Palazzo Ferro-Fini, sede del Consiglio Regionale Veneto. risulta dall’unione di due palazzi Palazzo Fini e Ca’ Ferro
Palazzo Fini è legato alla figura di Tommaso Flangini, un greco proveniente da Corfù, ricco avvocato fiscalista che nel 1638 acquista l’edificio e la casa adiacente, li rade al suolo e costruisce un nuovo palazzo già alla fine del 1640, con interventi del “proto” Piero Bettinelli. In seguito, morta senza eredi la figlia di Tommaso, il Palazzo passa per testamento alla Comunità greca veneziana, la quale è impegnata ad utilizzare i proventi della vendita in attività di assistenza e sostegno ai giovani greci. Nel 1662 il Palazzo viene comperato da Girolamo Fini, anche lui ricco avvocato fiscalista, esponente di una famiglia greca venuta da Cipro nel XVI secolo. Egli pensa di lasciare sulla città un’immagine durevole della sua famiglia finanziando anche la fastosa facciata della vicina chiesa di S. Moisè. Gli eredi ne saranno proprietari fino all’inizio dell’800 arricchendo il Palazzo di arredi e mobili preziosi, fra cui affreschi e quadri di Pietro Liberi (Padova 1614-Venezia 1687), visibili anche oggi al piano nobile.

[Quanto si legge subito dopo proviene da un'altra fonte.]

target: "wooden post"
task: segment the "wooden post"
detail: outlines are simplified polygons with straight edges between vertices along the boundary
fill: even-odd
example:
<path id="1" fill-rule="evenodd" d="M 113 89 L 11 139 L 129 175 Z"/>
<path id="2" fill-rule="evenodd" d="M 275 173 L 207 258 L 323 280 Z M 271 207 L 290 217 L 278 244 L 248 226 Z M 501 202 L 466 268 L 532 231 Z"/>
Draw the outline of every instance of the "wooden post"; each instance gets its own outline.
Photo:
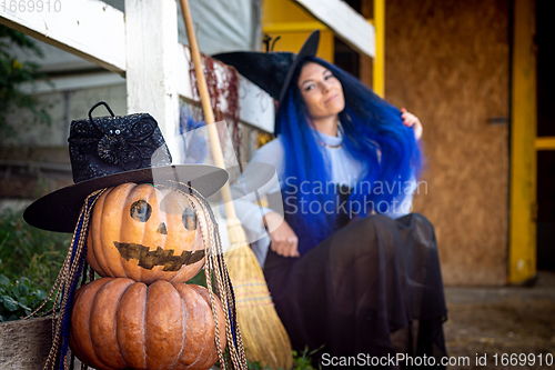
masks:
<path id="1" fill-rule="evenodd" d="M 508 282 L 536 274 L 536 31 L 534 1 L 514 1 Z"/>
<path id="2" fill-rule="evenodd" d="M 374 0 L 376 51 L 373 60 L 372 84 L 380 97 L 385 94 L 385 0 Z"/>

Il Palazzo, restaurato più volte, aveva alcune stanze foderate di cuoio dorato (di cui oggi rimane la Sala Cuoi). Nel 1850 Bianca Zane Fini lascia ai figli il Palazzo già diviso in appartamenti in parte affittati e in parte venduti.

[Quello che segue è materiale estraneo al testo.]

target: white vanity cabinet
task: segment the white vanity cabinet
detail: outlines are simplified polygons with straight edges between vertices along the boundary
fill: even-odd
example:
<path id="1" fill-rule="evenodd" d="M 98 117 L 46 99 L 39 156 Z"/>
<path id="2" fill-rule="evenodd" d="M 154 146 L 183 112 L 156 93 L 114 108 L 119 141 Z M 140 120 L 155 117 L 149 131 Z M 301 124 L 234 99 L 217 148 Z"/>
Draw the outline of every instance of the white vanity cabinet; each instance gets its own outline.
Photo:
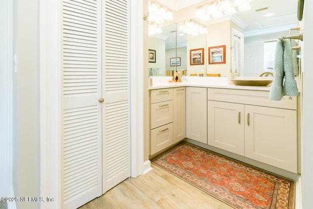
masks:
<path id="1" fill-rule="evenodd" d="M 150 154 L 173 144 L 173 89 L 150 91 Z"/>
<path id="2" fill-rule="evenodd" d="M 208 144 L 245 155 L 244 105 L 208 100 Z"/>
<path id="3" fill-rule="evenodd" d="M 297 173 L 297 97 L 208 89 L 208 144 Z"/>
<path id="4" fill-rule="evenodd" d="M 151 90 L 150 155 L 185 138 L 185 88 Z"/>
<path id="5" fill-rule="evenodd" d="M 186 87 L 186 134 L 187 138 L 207 143 L 206 88 Z"/>
<path id="6" fill-rule="evenodd" d="M 173 89 L 173 143 L 186 138 L 186 90 L 185 87 Z"/>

Nel 1860 Laura Moschini, moglie del cavalier Luigi Ivancich, armatore dalmata, acquista Ca’ Ferro situata a fianco di Palazzo Fini, che viene trasformato in uno dei più eleganti e confortevoli alberghi della città, denominato inizialmente Hotel Nuova York. Negli anni successivi la famiglia Ivancich acquisisce in blocco anche Palazzo Fini, accorpandolo gradualmente con Ca’ Ferro. Ne rimane proprietaria fino al 1972, quando l’immobile viene acquistato dalla Provincia di Venezia, per passare poi alla Regione.